Diğer bir önemli müfredat sorunu ise yabancı dil konusudur. Yabancı dil eğitimi sadece denizcilikle ilgili eğitim veren kurumların dışında tüm ülke eğitim sistemimizin de en büyük problemlerinden biridir. Yabancı dil konusu uluslararası bir sektör olan denizcilik alanı için en önemli hususlardan biridir. Sektördeki yönetici konumda bulunanların yanı sıra teknik ve ara kadro elemanların da yabancı dil alt yapısına sahip olması sektör işletmeleri için büyük avantajlar sağlamaktadır. Bir vakıf üniversitesi dışındaki diğer tüm üniversitelerde ne yazık ki zorunlu İngilizce hazırlık eğitimi bulunmamaktadır. Sadece birkaç üniversitede isteğe bağlı İngilizce hazırlık eğitimi yapılmakta olup öğrencilerin yıl kaybı nedeniyle bu hazırlık eğitimini de tercih etmedikleri bilinmektedir. Bunun yanı sıra ‘Mesleki İngilizce’ ya da ‘Denizcilik İngilizcesi’ de birkaç üniversite dışında eğitim müfredatlarında yer bulamamaktadır. Milli Eğitim Bakanlığı’nın bu yıl belirli meslek liselerinde başlattığı yabancı dil seferberliğinin meslek yüksekokullarında da uygulamaya konulması gerekmektedir.

Sonuç olarak, denizcilik programlarını içeren meslek yüksekokullarındaki eğitim müfredatı problemlerinin çözülmesi için tüm denizcilik paydaşlarının bir araya gelerek problemi birlikte ele alması gerekmektedir. Başta üniversite ve YÖK temsilcileri ve akademisyenleri olmak üzere denizcilik sektöründeki meslek odaları ve sivil toplum kuruluşları (DTO, KOSDER, TÜRKLİM vb.) ile Denizcilik Genel Müdürlüğü temsilcilerinin bulunacağı bir çalıştay yapılması veya komisyon oluşturulması ile denizcilik programları bazında asgari ders standartlarının belirlenmesi gerekmektedir. Bu standartlar belirlenip ülkemizde bulunan tüm denizcilik programlarını da içine alacak şekilde uygulamaya konulmalıdır. Aynı programdan mezun olan öğrencilerin sahip olduğu diploma ile birlikte alacakları asgari eğitimlerde de benzerlik sağlanmalıdır. Asgari ders standartlarının belirlenmesi tamamlandıktan sonra üniversite yönetimi kendi akademik ve teknik altyapısına göre uygun olarak sosyal alanlardan farklı dersleri müfredata ekleyebilmelidir. Bu sayede üniversitelerin kendi öğrencileri için temel asgari eğitimin yanında farklı içeriklere sahip uygulamalı veya teorik eğitimler sağlanabilecektir.

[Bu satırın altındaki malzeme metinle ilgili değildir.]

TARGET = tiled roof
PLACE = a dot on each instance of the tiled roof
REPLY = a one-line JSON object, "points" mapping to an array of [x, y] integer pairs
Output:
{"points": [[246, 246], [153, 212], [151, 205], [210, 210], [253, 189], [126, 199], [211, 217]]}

Ülkemizde bulunmasıyla övündüğümüz genç nüfusun eğitim ve meslek problemlerinin çözümüne milli bir mesele olarak yaklaşılmalıdır. Sahip olduğumuz bu önemli potansiyeli değerlendirmemiz gerekmektedir. Mustafa Kemal Atatürk’ün söylediği gibi "Gençliği yetiştiriniz. Onlara bilim ve kültürün olumlu fikirlerini veriniz. Geleceğin aydınlığına onlarla kavuşacaksınız.”